Investigation Of The Plasma-Electrodes Interfaces By Their Participation In The Simulation Region

A plasma torch has many applications and the understanding of the electrical and thermal phenomena that occur inside it is necessary to control its stability and extend its lifetime. Mumerical simulation can provide a powerful tool, however, the good simulation should be close to reality, and unrealistic boundary conditions should not be used in the modeling. In the most of performed studies so far, the simulation region contains only the space between the electrodes (plasma), and the unrealistic boundary conditions have been applied at the electrode surface. Taking such boundary conditions might produced inaccurate results. Certainly, the thermal and electrical properties are not only dependent on the plasma medium but also on the electrodes. In this study, in order to eliminate such boundary conditions, in addition to the plasma passage area, both electrodes are included in the simulation region. Three-dimensional, time-dependent and non-equilibrium simulation is performed and the plasma temperature distribution is predicted. The electric current path along the cathode-plasma-anode is determined without applying any unrealistic boundary conditions.

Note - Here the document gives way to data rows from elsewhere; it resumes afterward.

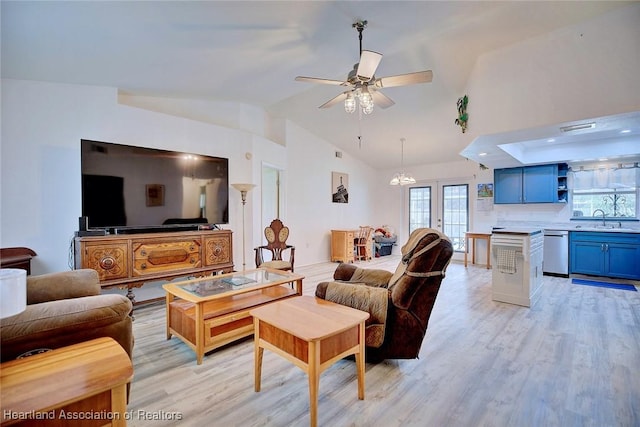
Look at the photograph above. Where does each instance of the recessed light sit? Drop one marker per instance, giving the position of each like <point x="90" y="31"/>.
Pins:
<point x="580" y="126"/>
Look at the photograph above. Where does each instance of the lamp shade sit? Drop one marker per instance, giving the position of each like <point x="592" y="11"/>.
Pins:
<point x="243" y="187"/>
<point x="13" y="291"/>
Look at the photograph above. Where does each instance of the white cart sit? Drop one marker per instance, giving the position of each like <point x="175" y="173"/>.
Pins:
<point x="517" y="265"/>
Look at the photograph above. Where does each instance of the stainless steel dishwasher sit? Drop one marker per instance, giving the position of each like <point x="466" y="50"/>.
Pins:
<point x="556" y="252"/>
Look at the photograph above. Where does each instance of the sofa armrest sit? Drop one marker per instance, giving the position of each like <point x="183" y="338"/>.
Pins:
<point x="62" y="285"/>
<point x="373" y="300"/>
<point x="56" y="324"/>
<point x="369" y="276"/>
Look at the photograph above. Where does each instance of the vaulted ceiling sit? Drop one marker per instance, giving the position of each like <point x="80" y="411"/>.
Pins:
<point x="250" y="52"/>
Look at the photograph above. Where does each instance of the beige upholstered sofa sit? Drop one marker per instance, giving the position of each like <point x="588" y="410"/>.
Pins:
<point x="63" y="309"/>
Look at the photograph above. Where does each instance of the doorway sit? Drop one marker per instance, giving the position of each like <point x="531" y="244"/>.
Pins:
<point x="443" y="205"/>
<point x="272" y="194"/>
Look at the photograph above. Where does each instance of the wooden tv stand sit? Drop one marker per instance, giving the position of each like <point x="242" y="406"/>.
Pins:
<point x="128" y="261"/>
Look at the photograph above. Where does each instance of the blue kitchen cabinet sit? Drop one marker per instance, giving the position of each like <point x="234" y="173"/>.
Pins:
<point x="507" y="186"/>
<point x="605" y="254"/>
<point x="531" y="184"/>
<point x="540" y="184"/>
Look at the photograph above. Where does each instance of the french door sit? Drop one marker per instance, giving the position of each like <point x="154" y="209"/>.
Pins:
<point x="443" y="206"/>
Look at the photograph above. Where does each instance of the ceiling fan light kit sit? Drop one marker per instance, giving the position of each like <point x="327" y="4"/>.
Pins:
<point x="365" y="87"/>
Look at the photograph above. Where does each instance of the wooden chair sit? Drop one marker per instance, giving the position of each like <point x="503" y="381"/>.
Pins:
<point x="361" y="241"/>
<point x="276" y="235"/>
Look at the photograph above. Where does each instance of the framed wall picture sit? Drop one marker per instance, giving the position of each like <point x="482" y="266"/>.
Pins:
<point x="155" y="194"/>
<point x="340" y="187"/>
<point x="485" y="190"/>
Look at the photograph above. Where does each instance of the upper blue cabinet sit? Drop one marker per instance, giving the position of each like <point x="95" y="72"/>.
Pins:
<point x="531" y="184"/>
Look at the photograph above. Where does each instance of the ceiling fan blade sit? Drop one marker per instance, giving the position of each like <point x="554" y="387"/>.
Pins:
<point x="335" y="100"/>
<point x="381" y="100"/>
<point x="405" y="79"/>
<point x="320" y="81"/>
<point x="368" y="64"/>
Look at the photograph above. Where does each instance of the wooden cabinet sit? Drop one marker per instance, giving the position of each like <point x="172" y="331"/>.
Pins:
<point x="128" y="261"/>
<point x="342" y="246"/>
<point x="605" y="254"/>
<point x="531" y="184"/>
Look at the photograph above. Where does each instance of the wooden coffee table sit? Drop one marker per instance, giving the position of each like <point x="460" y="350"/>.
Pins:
<point x="312" y="334"/>
<point x="213" y="311"/>
<point x="56" y="388"/>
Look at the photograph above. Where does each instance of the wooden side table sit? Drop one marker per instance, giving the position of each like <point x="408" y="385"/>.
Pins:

In fact, the obtained result is in good agreement with the experiment. The electric current passes through the tapered section of the anode and this finding is well consistent with that of the eroded experimental sample. The heat transfer coefficient distribution at the anode surface is also obtained. The maximum heat transfer coefficient is about 1.6 x 10(4) W/(m(2) K) at the location of the arc attachment. A comparison with some conventional unrealistic boundary conditions indicates that some of them are inaccurate and need to be reviewed.